Unemployment Benefits: Harry Reid Promises Vote This Week


An unemployment benefits extension for the 1.3 million Americans who have been out of work for more than 26 weeks should come to a vote in the United States Senate this week if Democratic Majority Leader Harry Reid has his way.

Because Congress left for the holidays without bothering to pass an unemployment benefits extension, any job-seeker who has already gone past the 26 weeks of initial unemployment insurance simply had benefits cut off on December 28.

But President Barack Obama has been pressing Congress to pass a new federal extension of unemployment benefits and used his weekly radio address Saturday to do so again. Reid told NBC News that he plans to bring a bill for new unemployment benefits to the Senate as soon as Congress goes back to work on Monday.

If a new extension fails to pass, another 1.9 million job-seekers will have their benefits taken away by Congress during 2014.

The one obstacle a new unemployment benefits extension faces in the Senate is procedural. To bring the issue to a vote requires a preliminary vote, and that takes 60 votes in favor, not a simple majority of 51. But Reid is optimistic the hurdle can be crossed.

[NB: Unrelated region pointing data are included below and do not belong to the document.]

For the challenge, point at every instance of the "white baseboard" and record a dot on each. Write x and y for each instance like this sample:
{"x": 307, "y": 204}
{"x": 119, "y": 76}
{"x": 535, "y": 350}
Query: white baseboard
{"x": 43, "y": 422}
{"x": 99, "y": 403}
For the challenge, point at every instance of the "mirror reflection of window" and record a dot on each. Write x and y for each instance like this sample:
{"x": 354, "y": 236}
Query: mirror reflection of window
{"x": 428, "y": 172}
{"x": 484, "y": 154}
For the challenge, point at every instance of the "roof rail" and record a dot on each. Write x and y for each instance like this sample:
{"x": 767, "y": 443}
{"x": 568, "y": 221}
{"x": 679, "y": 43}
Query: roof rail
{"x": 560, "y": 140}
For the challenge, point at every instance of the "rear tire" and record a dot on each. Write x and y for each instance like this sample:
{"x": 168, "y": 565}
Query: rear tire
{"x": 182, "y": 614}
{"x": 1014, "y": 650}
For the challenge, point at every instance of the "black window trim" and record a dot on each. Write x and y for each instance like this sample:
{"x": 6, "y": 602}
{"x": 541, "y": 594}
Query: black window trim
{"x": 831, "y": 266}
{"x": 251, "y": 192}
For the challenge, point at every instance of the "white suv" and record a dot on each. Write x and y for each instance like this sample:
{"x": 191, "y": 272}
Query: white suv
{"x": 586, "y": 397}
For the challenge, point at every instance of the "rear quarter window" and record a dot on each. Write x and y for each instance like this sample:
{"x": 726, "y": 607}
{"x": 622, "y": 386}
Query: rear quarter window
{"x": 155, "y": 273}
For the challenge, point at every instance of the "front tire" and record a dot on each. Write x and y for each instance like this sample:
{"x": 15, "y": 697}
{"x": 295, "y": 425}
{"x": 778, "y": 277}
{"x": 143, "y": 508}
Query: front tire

“There’s 55 of us, and there’s 45 of them,” Reid said. “It would seem to me that five Republicans in the Senate should agree with the Republicans around the country. Republicans around America want us to do something to extend these benefits. Why? Because it’s good for the economy. It’s good for the country.”

Some Republicans in the Senate and House of Representatives have expressed willingness to support a new extension of unemployment benefits, but only if Democrats are willing to trade something to get it.

“I would like to find a way to get a compromise to extend unemployment insurance, at least for a brief period of time,” New York Republican Congressman Peter King told CBS News. “At the same time, the Democrats should make compromises.”

In December, Kentucky Republican Senator Rand Paul said it would be a “disservice” to out-of-work Americans extend unemployment benefits, saying that as long as they receive the benefits, people are too lazy to look for work. Once the benefits are cut off, people are more likely find jobs, Paul said.

But a recent study of North Carolina, which drastically reduced unemployment benefits in July, found no corresponding increase in employment in that state, Bloomberg News reported. In fact, it found the opposite. Cutting off unemployment benefits caused job seekers to stop looking for work altogether

New York Democratic Senator Chuck Schumer today called Paul’s statement “insulting” to those out of work.

“Most of the people I meet who are on unemployment are people who have had jobs for 25 years, lost them, they’ve been knocking on doors every week. They want to work, they don’t want unemployment benefits. You cut them off, they may lose the house they paid for, take their kids out of college. So I would hope he would reconsider, past the three month extension.”

The bill that Reid hopes to bring to the Senate this week would grant only a stopgap, three-month extension of unemployment benefits.